Said Holland: “There is a target by the end of next year for the project to be cash flow positive,’ he said.

But it’s hard to believe the forecasts when Gold Fields acknowledges that the import of skills from Australia – supposed experts in mechanised mining – had been a failed experiment.

Speaking in February, Nico Muller, vice-president of Gold Fields’ SA operations (South Deep) since late 2014, delivered a withering assessment of how South Deep had not progressed under Australian guidance.

He described the operation as “dysfunctional’ – a view with which Holland concurred even though this was allowed to happen under his watch.

“He’s not the first person to have said this,’ said Holland when asked by Miningmx for his view of Muller’s assessment of South Deep. “The comments he made mirror my own,’ he said, adding that importing ex-pat skills had failed because “it was difficult to get them engage with the culture of South African mining’.

Now the approach is to source mechanised mining skills from within South Africa. “Local is lekker, there is no doubt.
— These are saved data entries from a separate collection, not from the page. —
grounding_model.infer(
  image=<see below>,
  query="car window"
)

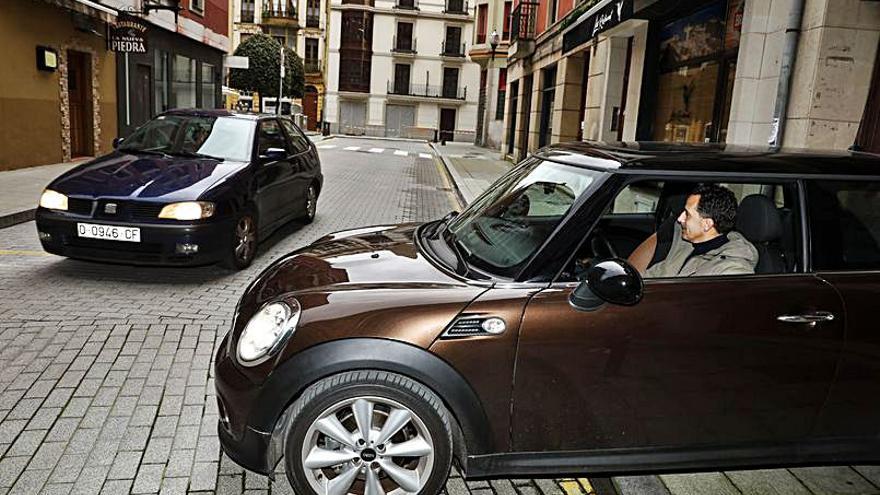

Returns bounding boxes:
[258,119,289,155]
[611,181,662,214]
[280,119,310,154]
[808,180,880,271]
[119,115,254,161]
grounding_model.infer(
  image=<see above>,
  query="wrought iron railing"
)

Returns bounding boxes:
[304,59,322,73]
[395,0,418,9]
[392,36,417,53]
[441,41,466,57]
[262,3,298,20]
[306,13,320,27]
[444,0,468,14]
[387,80,467,100]
[511,1,538,41]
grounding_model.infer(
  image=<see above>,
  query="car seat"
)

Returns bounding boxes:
[736,194,786,274]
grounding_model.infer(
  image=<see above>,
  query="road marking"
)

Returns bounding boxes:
[343,146,360,151]
[393,150,408,156]
[368,148,385,153]
[316,144,336,149]
[418,153,432,159]
[0,249,51,256]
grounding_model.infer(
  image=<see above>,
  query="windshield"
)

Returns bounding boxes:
[446,158,603,278]
[119,115,255,162]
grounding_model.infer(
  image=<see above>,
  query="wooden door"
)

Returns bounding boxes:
[303,86,318,131]
[68,51,93,157]
[439,108,455,142]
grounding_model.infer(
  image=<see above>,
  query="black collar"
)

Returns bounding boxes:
[691,234,729,256]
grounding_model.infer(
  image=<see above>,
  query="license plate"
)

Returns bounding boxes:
[76,223,141,243]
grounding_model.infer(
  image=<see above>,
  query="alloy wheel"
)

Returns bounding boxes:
[234,215,256,264]
[300,396,435,495]
[306,185,317,220]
It took time to attract Nico, but we persuaded him to come.

“I would say he has got a better appreciation of the problems and so we’re breaking it [South Deep’s development] down into smaller projects,’ said Holland.

Analysts, meanwhile, continue to worry whether conditions at South Deep will improve at all.

During the March quarter, there was a decline in the grade at South Deep of what remaining production it has after large part of its older sections were suspended to allow for remedial action.

“All eyes will now likely shift to the companys second quarter results to decipher if the performance was a blip or part of a broader downward trend,’ said Andrew Bryne, an analyst for Barclays Capital in a Gold Fields note.

Said Holland: “We don’t worry what the mine will do three years from now because we have got to get the basics right. The culture is to do things properly and safely.’